Dimension-Free Rates for Natural Policy Gradient in Multi-Agent
Reinforcement Learning
- URL: http://arxiv.org/abs/2109.11692v1
- Date: Thu, 23 Sep 2021 23:38:15 GMT
- Title: Dimension-Free Rates for Natural Policy Gradient in Multi-Agent
Reinforcement Learning
- Authors: Carlo Alfano, Patrick Rebeschini
- Abstract summary: We propose a scalable algorithm for cooperative multi-agent reinforcement learning.
We show that our algorithm converges to the globally optimal policy with a dimension-free statistical and computational complexity.

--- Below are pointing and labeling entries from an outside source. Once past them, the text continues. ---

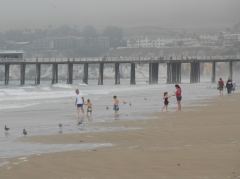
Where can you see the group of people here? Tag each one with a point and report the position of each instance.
(80, 102)
(230, 85)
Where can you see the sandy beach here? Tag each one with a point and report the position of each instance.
(199, 142)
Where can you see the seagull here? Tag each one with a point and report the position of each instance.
(24, 132)
(6, 128)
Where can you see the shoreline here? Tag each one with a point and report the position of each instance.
(190, 144)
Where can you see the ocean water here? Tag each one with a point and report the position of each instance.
(39, 109)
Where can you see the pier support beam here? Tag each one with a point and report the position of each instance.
(213, 72)
(38, 74)
(100, 77)
(117, 74)
(153, 73)
(132, 75)
(85, 73)
(70, 73)
(174, 72)
(22, 74)
(195, 72)
(54, 73)
(7, 70)
(231, 70)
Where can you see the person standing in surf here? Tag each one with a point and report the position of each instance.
(79, 104)
(166, 101)
(178, 95)
(115, 104)
(220, 86)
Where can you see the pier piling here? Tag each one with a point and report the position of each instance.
(7, 70)
(22, 74)
(101, 70)
(54, 73)
(85, 73)
(133, 75)
(117, 74)
(195, 72)
(70, 73)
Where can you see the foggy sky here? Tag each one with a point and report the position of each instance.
(165, 13)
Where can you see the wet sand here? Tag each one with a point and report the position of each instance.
(201, 143)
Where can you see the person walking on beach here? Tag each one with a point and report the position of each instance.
(229, 86)
(89, 107)
(79, 104)
(220, 86)
(115, 104)
(166, 102)
(178, 95)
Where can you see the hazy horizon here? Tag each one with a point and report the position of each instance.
(15, 14)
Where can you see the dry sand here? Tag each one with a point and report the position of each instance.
(203, 143)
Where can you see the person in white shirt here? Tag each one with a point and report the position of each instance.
(79, 103)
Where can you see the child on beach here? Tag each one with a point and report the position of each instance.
(115, 104)
(89, 107)
(178, 95)
(166, 102)
(79, 104)
(220, 86)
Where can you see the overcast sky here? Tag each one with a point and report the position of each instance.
(165, 13)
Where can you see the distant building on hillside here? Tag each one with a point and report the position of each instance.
(11, 54)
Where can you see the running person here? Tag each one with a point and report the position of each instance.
(89, 107)
(166, 102)
(79, 104)
(178, 95)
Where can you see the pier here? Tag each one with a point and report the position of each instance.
(173, 65)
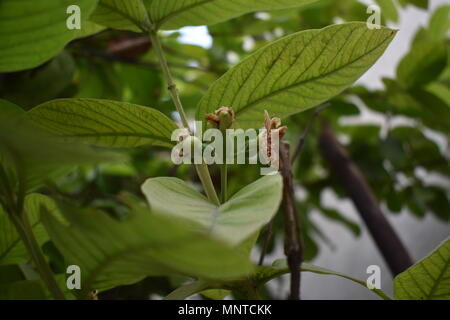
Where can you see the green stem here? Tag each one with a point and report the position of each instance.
(168, 76)
(26, 233)
(224, 183)
(202, 169)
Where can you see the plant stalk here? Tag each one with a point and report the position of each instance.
(202, 169)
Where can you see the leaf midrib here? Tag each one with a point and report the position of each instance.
(280, 91)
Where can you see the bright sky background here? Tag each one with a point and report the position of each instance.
(351, 255)
(410, 20)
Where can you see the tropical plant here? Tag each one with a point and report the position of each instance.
(86, 123)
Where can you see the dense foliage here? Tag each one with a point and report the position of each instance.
(85, 141)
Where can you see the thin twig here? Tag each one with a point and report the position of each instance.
(301, 141)
(267, 239)
(202, 169)
(294, 242)
(355, 184)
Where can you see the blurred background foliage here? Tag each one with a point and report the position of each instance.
(397, 160)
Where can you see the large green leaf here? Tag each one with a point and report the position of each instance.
(234, 221)
(34, 154)
(279, 267)
(259, 277)
(105, 123)
(296, 72)
(32, 31)
(12, 249)
(174, 14)
(119, 14)
(111, 252)
(429, 279)
(23, 290)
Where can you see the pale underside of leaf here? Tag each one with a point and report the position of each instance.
(234, 221)
(112, 253)
(119, 14)
(174, 14)
(297, 72)
(429, 279)
(105, 123)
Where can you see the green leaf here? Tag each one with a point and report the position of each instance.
(105, 123)
(422, 65)
(440, 23)
(123, 15)
(174, 14)
(388, 9)
(35, 155)
(297, 72)
(12, 249)
(32, 31)
(112, 253)
(429, 279)
(234, 221)
(279, 268)
(33, 87)
(259, 277)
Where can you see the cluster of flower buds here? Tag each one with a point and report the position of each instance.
(272, 125)
(222, 118)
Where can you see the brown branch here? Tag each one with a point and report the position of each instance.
(302, 139)
(267, 239)
(293, 242)
(356, 186)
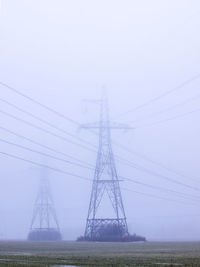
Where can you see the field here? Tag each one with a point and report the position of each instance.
(19, 253)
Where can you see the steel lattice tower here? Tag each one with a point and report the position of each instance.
(44, 224)
(105, 182)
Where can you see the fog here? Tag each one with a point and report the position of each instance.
(62, 53)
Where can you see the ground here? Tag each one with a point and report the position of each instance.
(21, 253)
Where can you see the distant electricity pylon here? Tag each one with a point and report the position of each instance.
(105, 184)
(44, 224)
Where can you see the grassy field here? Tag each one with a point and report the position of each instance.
(16, 253)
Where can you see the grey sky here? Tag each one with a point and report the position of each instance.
(62, 52)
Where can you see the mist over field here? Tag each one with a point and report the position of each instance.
(63, 54)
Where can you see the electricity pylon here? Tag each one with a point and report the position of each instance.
(44, 224)
(105, 182)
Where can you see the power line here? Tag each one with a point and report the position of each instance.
(44, 130)
(159, 175)
(141, 168)
(155, 99)
(44, 166)
(39, 103)
(44, 146)
(76, 164)
(157, 197)
(83, 166)
(144, 157)
(43, 154)
(169, 119)
(196, 198)
(169, 108)
(63, 116)
(43, 121)
(78, 176)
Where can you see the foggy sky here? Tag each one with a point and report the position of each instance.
(62, 52)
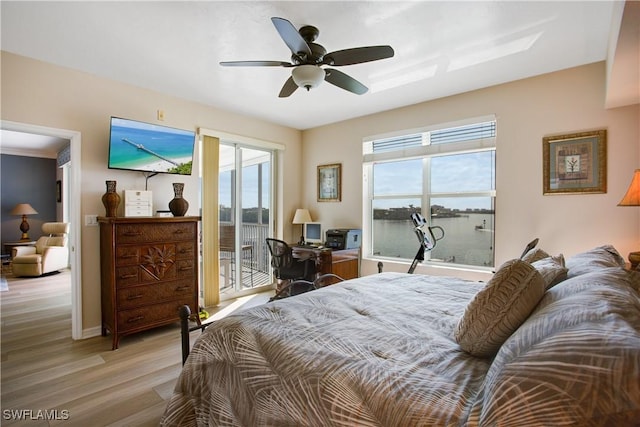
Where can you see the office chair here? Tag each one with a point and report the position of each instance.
(285, 266)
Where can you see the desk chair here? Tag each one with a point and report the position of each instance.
(285, 266)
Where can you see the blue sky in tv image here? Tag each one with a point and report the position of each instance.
(149, 148)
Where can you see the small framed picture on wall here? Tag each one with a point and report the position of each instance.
(575, 163)
(329, 183)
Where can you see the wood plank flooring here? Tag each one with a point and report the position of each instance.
(81, 383)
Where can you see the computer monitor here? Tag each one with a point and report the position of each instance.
(312, 232)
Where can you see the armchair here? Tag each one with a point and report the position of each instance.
(49, 254)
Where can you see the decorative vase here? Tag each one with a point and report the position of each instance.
(111, 199)
(178, 205)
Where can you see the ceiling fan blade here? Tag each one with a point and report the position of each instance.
(357, 55)
(256, 64)
(340, 79)
(291, 37)
(289, 87)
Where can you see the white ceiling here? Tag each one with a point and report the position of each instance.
(441, 48)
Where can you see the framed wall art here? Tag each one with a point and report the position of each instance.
(575, 163)
(329, 183)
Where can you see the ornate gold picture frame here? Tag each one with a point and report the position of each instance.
(330, 183)
(575, 163)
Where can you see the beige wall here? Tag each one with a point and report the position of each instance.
(42, 94)
(562, 102)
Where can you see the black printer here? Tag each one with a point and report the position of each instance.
(343, 238)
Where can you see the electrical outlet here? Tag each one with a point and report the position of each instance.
(91, 220)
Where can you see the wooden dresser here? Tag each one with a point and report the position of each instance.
(149, 269)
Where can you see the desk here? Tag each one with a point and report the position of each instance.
(344, 263)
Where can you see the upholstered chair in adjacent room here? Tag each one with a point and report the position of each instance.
(51, 252)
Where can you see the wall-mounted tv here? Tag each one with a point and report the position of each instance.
(150, 148)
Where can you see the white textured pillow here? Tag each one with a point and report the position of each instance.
(551, 269)
(534, 255)
(500, 308)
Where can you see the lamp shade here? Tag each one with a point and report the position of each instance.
(23, 209)
(308, 76)
(301, 216)
(632, 198)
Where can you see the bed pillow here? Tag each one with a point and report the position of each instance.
(534, 255)
(552, 269)
(499, 308)
(593, 260)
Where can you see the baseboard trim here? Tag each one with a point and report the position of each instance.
(91, 332)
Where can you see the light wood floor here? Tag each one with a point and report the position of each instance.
(43, 369)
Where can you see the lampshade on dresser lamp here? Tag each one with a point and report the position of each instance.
(632, 198)
(301, 216)
(24, 209)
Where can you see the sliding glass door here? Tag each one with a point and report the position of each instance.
(245, 197)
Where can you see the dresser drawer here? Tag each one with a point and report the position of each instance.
(144, 317)
(136, 296)
(147, 273)
(185, 250)
(149, 233)
(185, 268)
(127, 255)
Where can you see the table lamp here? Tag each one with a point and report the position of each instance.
(24, 209)
(632, 198)
(301, 216)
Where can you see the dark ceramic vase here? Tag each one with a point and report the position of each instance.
(111, 199)
(178, 205)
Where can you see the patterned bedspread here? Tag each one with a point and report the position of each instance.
(374, 351)
(379, 351)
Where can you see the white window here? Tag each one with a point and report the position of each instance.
(445, 173)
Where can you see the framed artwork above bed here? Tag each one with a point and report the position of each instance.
(575, 163)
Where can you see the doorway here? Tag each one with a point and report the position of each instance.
(245, 192)
(72, 175)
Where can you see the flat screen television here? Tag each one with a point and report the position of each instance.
(312, 233)
(150, 148)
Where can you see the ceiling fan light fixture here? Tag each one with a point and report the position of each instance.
(308, 76)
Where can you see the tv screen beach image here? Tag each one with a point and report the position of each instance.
(150, 148)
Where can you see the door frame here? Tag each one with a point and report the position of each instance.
(75, 140)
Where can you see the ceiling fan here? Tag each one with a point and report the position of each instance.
(308, 57)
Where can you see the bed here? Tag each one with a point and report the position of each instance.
(544, 342)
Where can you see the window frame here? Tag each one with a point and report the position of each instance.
(426, 152)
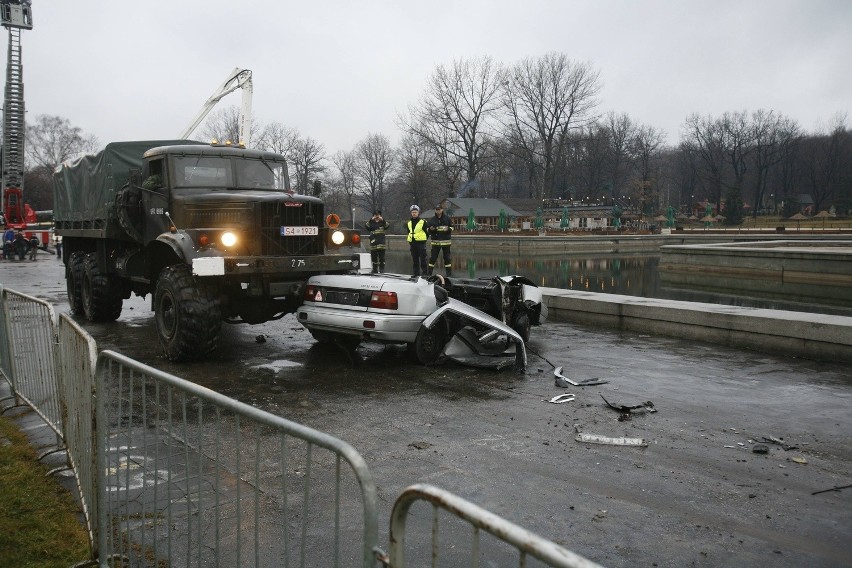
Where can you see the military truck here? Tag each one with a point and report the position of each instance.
(212, 232)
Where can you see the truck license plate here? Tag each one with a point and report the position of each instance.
(299, 231)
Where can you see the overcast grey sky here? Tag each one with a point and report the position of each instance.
(338, 70)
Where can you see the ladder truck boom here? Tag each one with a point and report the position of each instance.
(238, 78)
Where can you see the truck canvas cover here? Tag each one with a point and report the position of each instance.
(84, 188)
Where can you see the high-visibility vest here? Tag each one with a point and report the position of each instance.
(416, 230)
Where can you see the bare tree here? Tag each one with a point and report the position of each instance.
(373, 162)
(705, 140)
(345, 182)
(646, 146)
(417, 166)
(455, 111)
(306, 157)
(52, 139)
(277, 138)
(824, 159)
(772, 136)
(621, 131)
(546, 97)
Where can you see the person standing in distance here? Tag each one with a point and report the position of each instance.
(417, 242)
(377, 227)
(441, 231)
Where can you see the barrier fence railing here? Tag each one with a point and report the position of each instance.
(76, 354)
(30, 338)
(192, 476)
(507, 536)
(173, 474)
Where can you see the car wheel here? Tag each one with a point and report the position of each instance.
(430, 343)
(74, 282)
(521, 324)
(188, 315)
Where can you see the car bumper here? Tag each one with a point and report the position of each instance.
(391, 328)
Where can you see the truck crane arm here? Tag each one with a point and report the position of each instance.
(238, 78)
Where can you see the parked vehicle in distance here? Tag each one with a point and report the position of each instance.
(422, 313)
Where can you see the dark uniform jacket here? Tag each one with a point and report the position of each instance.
(441, 230)
(377, 233)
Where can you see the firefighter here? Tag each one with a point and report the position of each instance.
(377, 225)
(441, 232)
(417, 241)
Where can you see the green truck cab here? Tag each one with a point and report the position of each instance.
(212, 232)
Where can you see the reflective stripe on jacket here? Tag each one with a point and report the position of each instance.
(416, 230)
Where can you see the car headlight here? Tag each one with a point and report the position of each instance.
(228, 239)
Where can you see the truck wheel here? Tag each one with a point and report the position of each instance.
(74, 282)
(430, 343)
(99, 292)
(521, 324)
(187, 314)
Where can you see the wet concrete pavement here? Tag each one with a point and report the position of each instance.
(696, 495)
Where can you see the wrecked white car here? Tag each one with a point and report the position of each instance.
(472, 321)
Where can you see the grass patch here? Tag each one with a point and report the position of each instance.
(38, 522)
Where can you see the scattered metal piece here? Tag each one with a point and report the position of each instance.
(780, 442)
(559, 399)
(598, 439)
(835, 488)
(562, 381)
(646, 406)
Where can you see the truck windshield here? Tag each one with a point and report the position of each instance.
(198, 171)
(231, 173)
(260, 174)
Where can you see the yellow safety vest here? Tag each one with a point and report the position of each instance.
(416, 230)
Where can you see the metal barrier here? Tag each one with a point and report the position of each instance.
(525, 542)
(171, 473)
(30, 329)
(76, 354)
(191, 477)
(5, 355)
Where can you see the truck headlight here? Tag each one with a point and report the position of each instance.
(228, 239)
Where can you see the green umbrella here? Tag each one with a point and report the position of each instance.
(471, 220)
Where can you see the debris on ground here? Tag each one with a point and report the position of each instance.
(598, 439)
(646, 406)
(835, 488)
(779, 442)
(563, 382)
(559, 399)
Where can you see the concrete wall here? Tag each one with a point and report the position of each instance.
(554, 243)
(797, 334)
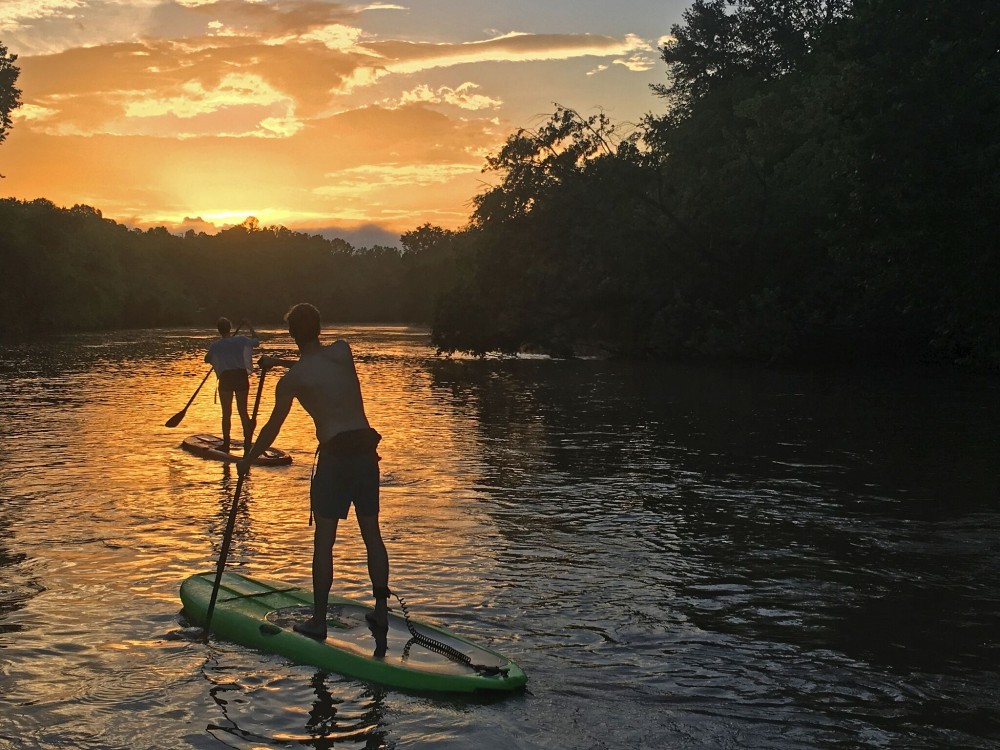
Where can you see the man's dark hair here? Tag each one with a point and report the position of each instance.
(303, 322)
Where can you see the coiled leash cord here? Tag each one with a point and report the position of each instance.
(442, 648)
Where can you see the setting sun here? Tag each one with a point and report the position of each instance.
(317, 116)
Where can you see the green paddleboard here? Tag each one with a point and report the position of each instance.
(260, 613)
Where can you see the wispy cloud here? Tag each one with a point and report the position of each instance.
(168, 109)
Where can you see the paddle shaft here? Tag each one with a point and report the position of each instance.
(227, 537)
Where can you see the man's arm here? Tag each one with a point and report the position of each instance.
(267, 362)
(283, 395)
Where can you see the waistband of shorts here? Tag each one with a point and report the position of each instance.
(352, 443)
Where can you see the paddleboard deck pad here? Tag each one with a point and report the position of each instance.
(210, 446)
(412, 655)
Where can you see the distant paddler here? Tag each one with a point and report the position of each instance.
(232, 359)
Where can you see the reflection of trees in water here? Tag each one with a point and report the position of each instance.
(776, 506)
(18, 588)
(328, 725)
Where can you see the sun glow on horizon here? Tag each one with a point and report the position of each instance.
(187, 112)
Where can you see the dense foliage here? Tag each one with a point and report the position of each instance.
(824, 185)
(10, 95)
(72, 269)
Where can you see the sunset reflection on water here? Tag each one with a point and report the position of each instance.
(754, 555)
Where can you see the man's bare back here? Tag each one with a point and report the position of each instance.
(325, 382)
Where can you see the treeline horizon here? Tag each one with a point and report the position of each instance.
(822, 187)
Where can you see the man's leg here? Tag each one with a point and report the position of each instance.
(241, 408)
(323, 539)
(226, 402)
(378, 566)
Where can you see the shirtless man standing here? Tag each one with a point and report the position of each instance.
(325, 382)
(231, 357)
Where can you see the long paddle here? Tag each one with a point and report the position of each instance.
(176, 419)
(227, 537)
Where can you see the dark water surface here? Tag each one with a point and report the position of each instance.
(679, 557)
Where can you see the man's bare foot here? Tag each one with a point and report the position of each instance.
(311, 628)
(380, 624)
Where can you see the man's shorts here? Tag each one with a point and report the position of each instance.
(234, 381)
(344, 479)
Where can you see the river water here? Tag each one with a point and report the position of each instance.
(679, 557)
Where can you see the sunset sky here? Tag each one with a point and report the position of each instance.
(319, 116)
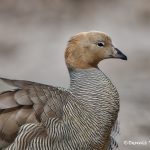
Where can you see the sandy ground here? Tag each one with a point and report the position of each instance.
(33, 36)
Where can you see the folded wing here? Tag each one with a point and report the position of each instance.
(29, 103)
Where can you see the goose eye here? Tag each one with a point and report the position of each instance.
(100, 44)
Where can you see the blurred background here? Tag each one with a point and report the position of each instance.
(34, 33)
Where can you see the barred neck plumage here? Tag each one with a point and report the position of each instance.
(92, 85)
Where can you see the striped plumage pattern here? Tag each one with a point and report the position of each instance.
(78, 118)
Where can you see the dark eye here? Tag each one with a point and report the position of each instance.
(100, 44)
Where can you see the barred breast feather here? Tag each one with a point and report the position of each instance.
(78, 118)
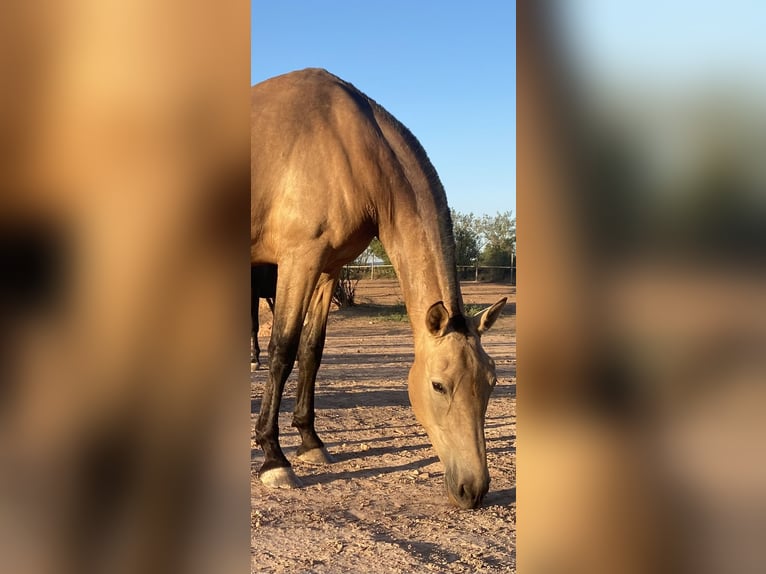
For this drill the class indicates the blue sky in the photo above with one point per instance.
(445, 69)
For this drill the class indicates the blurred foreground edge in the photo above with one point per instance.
(641, 332)
(124, 411)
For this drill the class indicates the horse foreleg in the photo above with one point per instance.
(309, 358)
(257, 348)
(283, 348)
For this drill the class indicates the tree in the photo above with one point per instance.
(465, 230)
(376, 249)
(499, 234)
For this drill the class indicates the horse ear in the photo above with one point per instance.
(437, 318)
(485, 319)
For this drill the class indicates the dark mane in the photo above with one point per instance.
(443, 215)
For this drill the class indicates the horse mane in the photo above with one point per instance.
(442, 212)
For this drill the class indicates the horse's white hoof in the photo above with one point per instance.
(280, 477)
(316, 456)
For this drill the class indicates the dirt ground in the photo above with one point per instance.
(381, 506)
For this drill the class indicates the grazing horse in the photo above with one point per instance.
(331, 169)
(263, 285)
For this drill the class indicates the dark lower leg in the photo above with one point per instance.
(310, 357)
(267, 427)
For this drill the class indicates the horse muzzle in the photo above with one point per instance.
(466, 492)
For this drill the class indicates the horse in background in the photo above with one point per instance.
(263, 285)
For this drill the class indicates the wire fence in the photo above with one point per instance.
(480, 274)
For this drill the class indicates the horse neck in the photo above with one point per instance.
(422, 255)
(414, 226)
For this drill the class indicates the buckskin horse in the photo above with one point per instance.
(331, 169)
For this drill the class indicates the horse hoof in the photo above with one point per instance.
(280, 477)
(316, 456)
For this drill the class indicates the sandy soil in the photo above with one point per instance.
(381, 506)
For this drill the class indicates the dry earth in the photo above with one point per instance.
(381, 506)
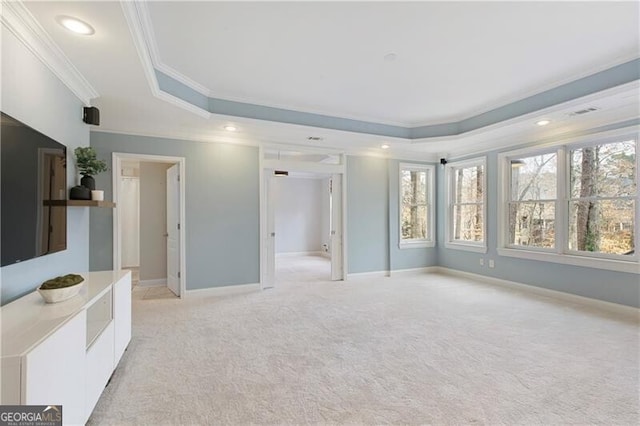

- Score: 22.310861786709538
- License: http://creativecommons.org/licenses/by/4.0/
- Abstract: Cooperative multi-agent reinforcement learning is a decentralized paradigm in
sequential decision making where agents distributed over a network iteratively
collaborate with neighbors to maximize global (network-wide) notions of
rewards. Exact computations typically involve a complexity that scales
exponentially with the number of agents. To address this curse of
dimensionality, we design a scalable algorithm based on the Natural Policy
Gradient framework that uses local information and only requires agents to
communicate with neighbors within a certain range. Under standard assumptions
on the spatial decay of correlations for the transition dynamics of the
underlying Markov process and the localized learning policy, we show that our
algorithm converges to the globally optimal policy with a dimension-free
statistical and computational complexity, incurring a localization error that
does not depend on the number of agents and converges to zero exponentially
fast as a function of the range of communication.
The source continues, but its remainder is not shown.